Timma Raja nevertheless made a lot of trouble and civil strife continued until his death in 1635. Initially he was winning, until the King Pedda Venkata (Venkata III)'s nephew, Sriranga III took to the field and defeated Timma Raja with help from the Dutch in Pulicat, compelling him to accept Venkata III's claim. Timma Raja was allowed some territories under his control, but stirred up trouble for a second time, only to be slain by the Nayak of Gingee in 1635.

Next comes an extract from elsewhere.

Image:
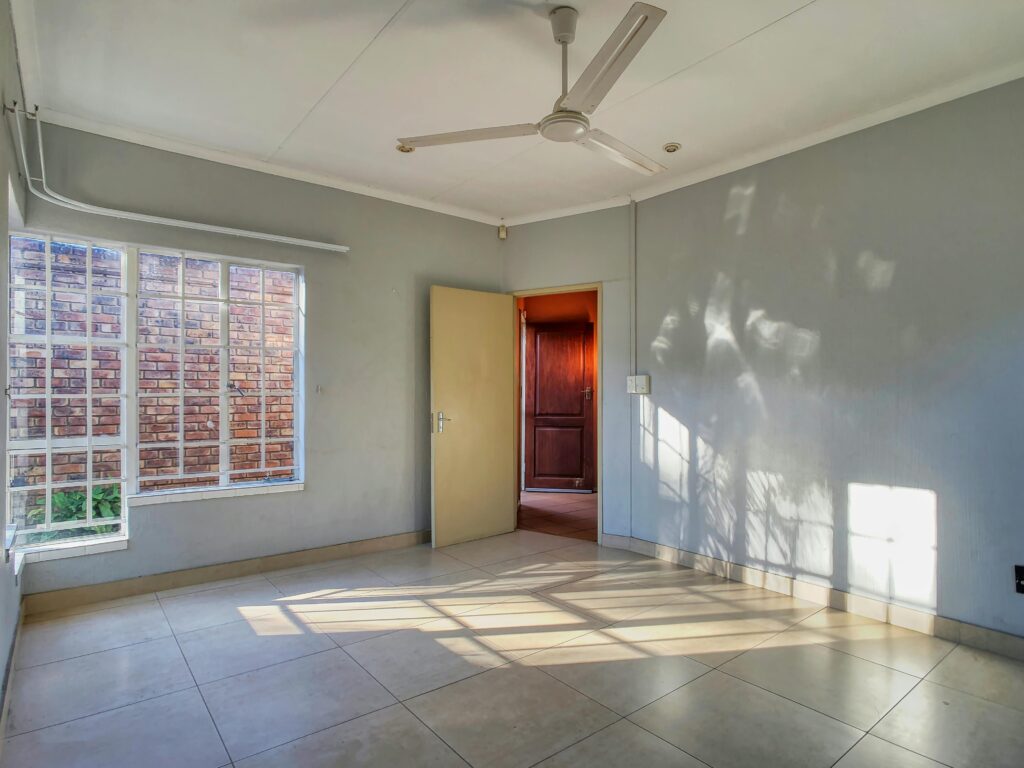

Peace was finally restored and Pedda Venkata Raya or Venkata III returned to Vellore to take charge.

==Madras Land Grant==
On 22 August 1639, Francis Day of the East India Company obtained a small strip of Land in the Coromandel Coast from Pedda Venkata Raya in Chandragiri as a place to build a factory and warehouse for their trading activities. The region was under the control of the Damerla Venkatadri Nayakudu, a Recherla Velama Nayak of Kalahasti and Vandavasi. Venkatadri Nayakudu was son of Damerla Chennappa Nayakudu. This is widely regarded at the founding event of the formation of the Chennai (Madras) Metropolis and is to the day celebrated as Madras Day.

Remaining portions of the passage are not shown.